Quantum magnetoresistance of Weyl semimetals with strong Coulomb disorder

TL;DR

This paper investigates how strong Coulomb disorder influences the transverse magnetoresistance in Weyl semimetals, revealing a transition from linear to quadratic field dependence due to long-range interactions.

Contribution

It provides a theoretical analysis of Coulomb disorder effects on magnetoresistance in Weyl semimetals, including renormalization of linear magnetoresistance and conditions for quadratic behavior.

Findings

Linear magnetoresistance is strongly renormalized by Coulomb interactions.

Magnetoresistance transitions from linear to quadratic with increasing disorder.

Derived explicit dependence of resistivity on magnetic field and disorder parameters.

Abstract

We study the effects a strong Coulomb disorder on the transverse magnetoresistance in Weyl semimetals at low temperatures.

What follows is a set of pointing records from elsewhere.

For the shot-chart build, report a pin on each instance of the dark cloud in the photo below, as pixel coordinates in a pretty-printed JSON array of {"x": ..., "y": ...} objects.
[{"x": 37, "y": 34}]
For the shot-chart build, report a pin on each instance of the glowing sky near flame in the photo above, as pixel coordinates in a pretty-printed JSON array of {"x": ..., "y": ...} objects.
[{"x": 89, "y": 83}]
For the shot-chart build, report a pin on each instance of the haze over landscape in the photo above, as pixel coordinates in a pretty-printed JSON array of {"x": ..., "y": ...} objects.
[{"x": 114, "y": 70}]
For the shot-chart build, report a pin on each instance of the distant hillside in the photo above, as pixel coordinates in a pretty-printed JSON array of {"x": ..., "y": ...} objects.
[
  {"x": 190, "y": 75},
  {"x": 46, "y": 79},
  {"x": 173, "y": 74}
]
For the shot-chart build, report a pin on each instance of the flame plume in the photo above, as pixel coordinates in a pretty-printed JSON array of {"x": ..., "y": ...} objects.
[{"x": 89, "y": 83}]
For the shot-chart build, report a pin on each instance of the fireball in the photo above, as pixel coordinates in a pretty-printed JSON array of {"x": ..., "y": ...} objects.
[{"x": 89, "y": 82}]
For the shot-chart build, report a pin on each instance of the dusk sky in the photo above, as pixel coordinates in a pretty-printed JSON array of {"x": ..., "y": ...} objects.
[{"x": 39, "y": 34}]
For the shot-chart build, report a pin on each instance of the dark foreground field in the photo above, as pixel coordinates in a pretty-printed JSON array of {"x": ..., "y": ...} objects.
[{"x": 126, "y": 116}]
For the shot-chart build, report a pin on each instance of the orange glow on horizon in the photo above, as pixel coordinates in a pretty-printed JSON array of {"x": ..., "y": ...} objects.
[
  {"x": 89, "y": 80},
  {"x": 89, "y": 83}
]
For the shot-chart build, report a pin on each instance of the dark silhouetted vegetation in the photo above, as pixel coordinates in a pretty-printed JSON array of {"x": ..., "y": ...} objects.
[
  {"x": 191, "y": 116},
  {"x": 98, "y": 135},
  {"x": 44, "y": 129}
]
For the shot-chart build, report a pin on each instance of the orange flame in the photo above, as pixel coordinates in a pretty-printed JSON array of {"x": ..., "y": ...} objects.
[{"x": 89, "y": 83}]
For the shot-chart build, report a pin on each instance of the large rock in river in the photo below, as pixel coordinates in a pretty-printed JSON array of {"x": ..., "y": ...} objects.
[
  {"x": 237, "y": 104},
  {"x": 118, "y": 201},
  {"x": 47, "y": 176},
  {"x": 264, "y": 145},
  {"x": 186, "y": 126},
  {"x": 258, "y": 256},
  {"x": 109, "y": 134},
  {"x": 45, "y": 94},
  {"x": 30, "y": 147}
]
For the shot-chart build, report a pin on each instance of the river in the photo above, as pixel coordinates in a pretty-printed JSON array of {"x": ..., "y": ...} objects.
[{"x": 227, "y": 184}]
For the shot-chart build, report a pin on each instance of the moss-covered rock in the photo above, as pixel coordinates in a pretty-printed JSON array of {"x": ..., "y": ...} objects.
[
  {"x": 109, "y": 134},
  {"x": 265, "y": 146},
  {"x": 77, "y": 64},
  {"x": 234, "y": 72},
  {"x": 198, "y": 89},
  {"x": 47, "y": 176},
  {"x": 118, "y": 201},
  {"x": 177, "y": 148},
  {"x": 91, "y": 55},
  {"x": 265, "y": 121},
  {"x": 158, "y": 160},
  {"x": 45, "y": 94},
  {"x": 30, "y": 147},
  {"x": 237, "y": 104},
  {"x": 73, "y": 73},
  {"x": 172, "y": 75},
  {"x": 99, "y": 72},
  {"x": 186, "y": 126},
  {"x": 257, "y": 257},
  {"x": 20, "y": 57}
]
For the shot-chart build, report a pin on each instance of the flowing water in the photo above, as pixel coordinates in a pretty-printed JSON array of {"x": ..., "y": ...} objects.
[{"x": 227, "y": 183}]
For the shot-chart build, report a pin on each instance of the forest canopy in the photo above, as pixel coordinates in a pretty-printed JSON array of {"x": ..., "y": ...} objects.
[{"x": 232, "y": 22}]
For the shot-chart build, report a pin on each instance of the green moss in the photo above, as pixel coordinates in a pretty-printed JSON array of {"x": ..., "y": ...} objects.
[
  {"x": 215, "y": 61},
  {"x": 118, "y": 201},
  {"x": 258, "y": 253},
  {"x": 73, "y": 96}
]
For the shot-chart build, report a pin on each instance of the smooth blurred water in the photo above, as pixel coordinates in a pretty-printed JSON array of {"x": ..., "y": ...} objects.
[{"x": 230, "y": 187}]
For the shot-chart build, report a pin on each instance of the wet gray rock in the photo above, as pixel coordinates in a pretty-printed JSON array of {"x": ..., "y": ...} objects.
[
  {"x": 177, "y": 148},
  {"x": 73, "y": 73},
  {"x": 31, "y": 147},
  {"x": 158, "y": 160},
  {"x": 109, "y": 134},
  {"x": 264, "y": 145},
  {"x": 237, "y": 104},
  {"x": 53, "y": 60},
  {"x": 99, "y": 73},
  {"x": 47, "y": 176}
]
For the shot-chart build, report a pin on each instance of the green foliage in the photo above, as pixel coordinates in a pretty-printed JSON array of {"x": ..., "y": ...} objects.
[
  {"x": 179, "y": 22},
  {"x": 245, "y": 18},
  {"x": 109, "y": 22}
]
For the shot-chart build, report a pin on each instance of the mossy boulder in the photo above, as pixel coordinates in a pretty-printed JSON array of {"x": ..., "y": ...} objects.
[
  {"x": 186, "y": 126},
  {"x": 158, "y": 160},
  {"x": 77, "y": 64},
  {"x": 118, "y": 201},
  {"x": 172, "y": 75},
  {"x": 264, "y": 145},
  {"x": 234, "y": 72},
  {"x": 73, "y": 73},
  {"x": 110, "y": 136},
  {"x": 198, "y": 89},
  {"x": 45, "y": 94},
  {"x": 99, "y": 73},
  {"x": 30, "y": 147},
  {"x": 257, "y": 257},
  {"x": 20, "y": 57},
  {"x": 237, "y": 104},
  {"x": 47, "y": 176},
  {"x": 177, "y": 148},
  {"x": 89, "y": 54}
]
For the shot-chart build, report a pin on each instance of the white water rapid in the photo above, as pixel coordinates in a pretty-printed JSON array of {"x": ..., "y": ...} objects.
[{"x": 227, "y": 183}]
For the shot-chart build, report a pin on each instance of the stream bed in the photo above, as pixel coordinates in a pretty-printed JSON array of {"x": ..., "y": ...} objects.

Using the diagrammatic technique and the Keldysh model to sum up the leading terms in the diagrammatic expansion, we find that the linear magnetoresistance exhibits a strong renormalization due to the long-range nature of the Coulomb interaction $\rho_{xx} \propto H\ln(eH\hbar v^2/cT^2_{\rm imp}),\ \ \Omega\alpha^{-1/6}\ll T_{\rm imp}\ll \Omega/\alpha^{-3/4}$, where $\Omega = v\sqrt{2eH\hbar/c}$ is the distance between the zeroth and the first Landau levels, $T_{\rm imp}=\hbar vn^{1/3}_{\rm imp}$ measures the strength of the impurity potential in terms of the impurity concentration $n$ and the Fermi velocity $v$, and $\alpha = e^2/\hbar v$ is the effective fine structure constant of the material. As disorder becomes even stronger (but still in the parametric range, where the Coulomb interaction can be treated as a long-range one), we find that the magnetoresistivity becomes quadratic in the magnetic field $\rho_{xx}\propto H^2$.